ISIS Claims Responsibility for Sri Lanka Bombings

ISIS claimed responsibility on Tuesday for the coordinated suicide bombings on churches and hotels in Sri Lanka, as the president of the traumatized nation promised to dismiss senior officials who had failed to act on warnings about the attacks, the New York Times informed.

As Sri Lankans buried the dead from the half-dozen Easter Sunday bombings that killed more than 350 people, the Islamic State issued a statement boasting of the suicide assaults. It also distributed an online video showing the person Sri Lankan officials suspect of having led the attacks.

In the video, the man believed to be the chief suspect, Mohammed Zaharan, a little-known extremist preacher from Sri Lanka, leads masked, black-clad disciples pledging fealty to the Islamic State.

There is no proof that the extremist group did more than provide encouragement for the suicide bombings, part of its decree calling for attacks on others considered infidels by Islamic State ideologues. But the release of the video via the Islamic State’s news agency, and disseminated through its network of online chat rooms, suggested that the attackers had access to the group’s core operatives.

In most instances in which such pledge videos have emerged, investigations have found direct communication between the attackers and Islamic State operatives, who provide remote guidance.

In this case, such a connection would reinforce worries by Western security officials and others that the group remains a potent threat, despite the destruction of its self-proclaimed Middle East caliphate earlier this year. In a sign of the concern, the F.B.I., Interpol and other foreign intelligence services joined the investigation.

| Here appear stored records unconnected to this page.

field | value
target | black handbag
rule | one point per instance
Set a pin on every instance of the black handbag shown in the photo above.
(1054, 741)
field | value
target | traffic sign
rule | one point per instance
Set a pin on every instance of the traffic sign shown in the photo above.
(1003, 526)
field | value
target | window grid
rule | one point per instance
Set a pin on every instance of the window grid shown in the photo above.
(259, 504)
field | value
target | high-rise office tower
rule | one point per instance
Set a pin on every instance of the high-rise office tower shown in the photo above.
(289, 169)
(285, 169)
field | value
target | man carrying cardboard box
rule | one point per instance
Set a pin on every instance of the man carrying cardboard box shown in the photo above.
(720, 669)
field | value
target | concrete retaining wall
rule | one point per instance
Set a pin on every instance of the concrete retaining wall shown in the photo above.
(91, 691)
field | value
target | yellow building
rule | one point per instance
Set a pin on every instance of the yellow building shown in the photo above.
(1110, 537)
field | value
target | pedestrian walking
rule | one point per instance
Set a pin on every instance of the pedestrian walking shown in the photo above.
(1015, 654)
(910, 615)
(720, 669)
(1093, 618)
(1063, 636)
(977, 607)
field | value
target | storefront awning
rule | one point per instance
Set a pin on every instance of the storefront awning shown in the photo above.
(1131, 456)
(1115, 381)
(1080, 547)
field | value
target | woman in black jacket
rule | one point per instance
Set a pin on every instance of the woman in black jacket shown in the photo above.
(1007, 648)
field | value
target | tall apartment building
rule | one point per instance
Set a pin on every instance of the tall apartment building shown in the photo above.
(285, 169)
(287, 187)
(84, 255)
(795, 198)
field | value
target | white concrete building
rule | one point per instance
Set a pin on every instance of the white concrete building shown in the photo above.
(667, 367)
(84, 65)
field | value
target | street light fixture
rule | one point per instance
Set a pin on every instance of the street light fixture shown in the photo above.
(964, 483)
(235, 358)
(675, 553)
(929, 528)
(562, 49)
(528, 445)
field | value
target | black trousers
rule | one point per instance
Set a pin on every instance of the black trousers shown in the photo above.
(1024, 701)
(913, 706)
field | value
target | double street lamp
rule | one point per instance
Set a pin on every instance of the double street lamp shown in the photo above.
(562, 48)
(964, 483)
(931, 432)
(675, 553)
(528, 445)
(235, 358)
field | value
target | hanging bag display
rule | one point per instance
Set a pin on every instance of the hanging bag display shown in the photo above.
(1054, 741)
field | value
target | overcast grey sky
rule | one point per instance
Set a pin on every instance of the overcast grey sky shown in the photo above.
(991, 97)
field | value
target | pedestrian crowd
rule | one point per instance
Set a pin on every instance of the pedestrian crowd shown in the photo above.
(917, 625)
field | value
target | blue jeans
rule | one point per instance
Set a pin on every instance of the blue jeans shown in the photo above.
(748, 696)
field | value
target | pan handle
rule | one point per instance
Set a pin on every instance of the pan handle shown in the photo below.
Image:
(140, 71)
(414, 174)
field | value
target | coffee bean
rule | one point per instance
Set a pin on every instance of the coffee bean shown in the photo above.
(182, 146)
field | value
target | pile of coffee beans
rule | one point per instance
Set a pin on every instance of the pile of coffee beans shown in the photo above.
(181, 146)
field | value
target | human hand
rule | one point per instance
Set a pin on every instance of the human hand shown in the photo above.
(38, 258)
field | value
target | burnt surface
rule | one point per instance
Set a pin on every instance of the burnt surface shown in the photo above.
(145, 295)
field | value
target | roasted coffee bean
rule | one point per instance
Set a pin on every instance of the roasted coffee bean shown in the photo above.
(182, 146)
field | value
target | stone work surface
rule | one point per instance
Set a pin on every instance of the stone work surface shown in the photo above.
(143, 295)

It remains unclear how Zaharan, leader of a local group known for little more than defacing Buddhist statues, could have organized and executed such a devastating, sophisticated attack. But Indian officials said Tuesday that they had been watching him since last year as a suspected online recruiter for the Islamic State.

Some Sri Lankan officials speculated that the attacks had been retaliation for the mosque massacres in New Zealand last month. But there was no corroborating evidence to support this.

For Sri Lanka, the island nation still recovering from a wrenching civil war that ended a decade ago, the trauma, anger and recriminations from the suicide bombings only worsened as it became clear that some top officials had known of the threat.

A spate of anti-Muslim violence was reported as the death toll from the attacks rose to at least 359. The authorities said more than 40 suspects had been seized, all Sri Lankans. And the prime minister said that Zaharan, whose whereabouts were unknown on Monday, may have been one of the suicide bombers.

In his first national address since the attacks, President Maithripala Sirisena sought to allay criticism that he was at least partly responsible for the security failure. He announced major changes were coming, the Times adds.

“I must be truthful and admit that there were lapses on the part of defense officials,” the president said.

He acknowledged “there was an intelligence report about the attack,” which his subordinates had known about for many days, but he also claimed that he was “not kept informed.”